An analysis by Caixin finds that out of 2,636 companies listed on HKEX, 197 are registered in Hong Kong and none in Macao [para. 7]. Prominent Hong Kong-registered companies such as insurer AIA Group, Hong Kong Exchanges and Clearing, Sun Hung Kai Properties, Hang Seng Bank, MTR Corp, and Techtronic Industries have not yet listed on mainland exchanges, though they all have market capitalizations exceeding HK$100 billion (about $12.7 billion) as of June 10, 2024 [para. 8].

Efforts to encourage the domestic listing of offshore companies have faced challenges, especially after China tightened IPO regulations to stabilize its onshore stock market and rebuild investor confidence [para. 9]. This regulatory environment has accelerated the trend of Chinese companies seeking to raise capital offshore, with Hong Kong acting as a favored destination due to its business environment, political stability, and geographic closeness to the mainland [para. 10].

In 2024, 97 mainland companies completed overseas listings, raising $12.25 billion; of these, 61 listings (about two-thirds) were in Hong Kong. In contrast, only 100 IPOs took place on the mainland, raising a total of $9.05 billion. By comparison, there were 495 listings raising $87.6 billion on the mainland in 2021, showing a marked decline in domestic IPO activity [11, 12].

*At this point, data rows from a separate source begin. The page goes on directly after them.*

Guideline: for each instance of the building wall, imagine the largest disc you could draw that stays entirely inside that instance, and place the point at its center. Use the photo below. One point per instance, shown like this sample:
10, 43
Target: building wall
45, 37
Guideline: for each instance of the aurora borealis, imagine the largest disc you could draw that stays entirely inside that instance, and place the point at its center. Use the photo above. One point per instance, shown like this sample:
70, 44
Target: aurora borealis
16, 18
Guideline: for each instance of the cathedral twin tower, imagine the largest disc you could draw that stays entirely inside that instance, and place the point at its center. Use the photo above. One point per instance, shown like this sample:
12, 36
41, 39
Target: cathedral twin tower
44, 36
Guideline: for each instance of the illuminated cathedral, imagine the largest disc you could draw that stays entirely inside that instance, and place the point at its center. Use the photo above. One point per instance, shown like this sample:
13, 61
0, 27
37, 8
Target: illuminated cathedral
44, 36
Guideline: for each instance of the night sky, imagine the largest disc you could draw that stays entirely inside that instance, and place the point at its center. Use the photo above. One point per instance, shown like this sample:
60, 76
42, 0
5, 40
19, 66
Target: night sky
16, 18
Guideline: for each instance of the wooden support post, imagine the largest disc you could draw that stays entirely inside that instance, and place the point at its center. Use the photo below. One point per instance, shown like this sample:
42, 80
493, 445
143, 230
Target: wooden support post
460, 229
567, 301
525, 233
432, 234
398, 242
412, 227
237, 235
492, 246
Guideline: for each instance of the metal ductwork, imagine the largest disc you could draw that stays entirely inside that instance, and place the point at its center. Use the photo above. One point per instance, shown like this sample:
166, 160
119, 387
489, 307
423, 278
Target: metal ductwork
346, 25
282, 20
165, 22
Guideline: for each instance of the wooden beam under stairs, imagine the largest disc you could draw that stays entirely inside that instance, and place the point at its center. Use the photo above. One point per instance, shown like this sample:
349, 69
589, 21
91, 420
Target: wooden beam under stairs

While the new policy increases flexibility, the approval speed and total number of listings on the mainland will depend on the health and resilience of China’s secondary market. Investor demand for IPOs in the mainland remains strong, as debut prices often surge due to retail investor enthusiasm, yet immediate large-scale fundraising may face constraints [13, 14]. These reforms ultimately position Shenzhen and the broader GBA as engines of China’s ongoing economic and financial strategy [para. 4].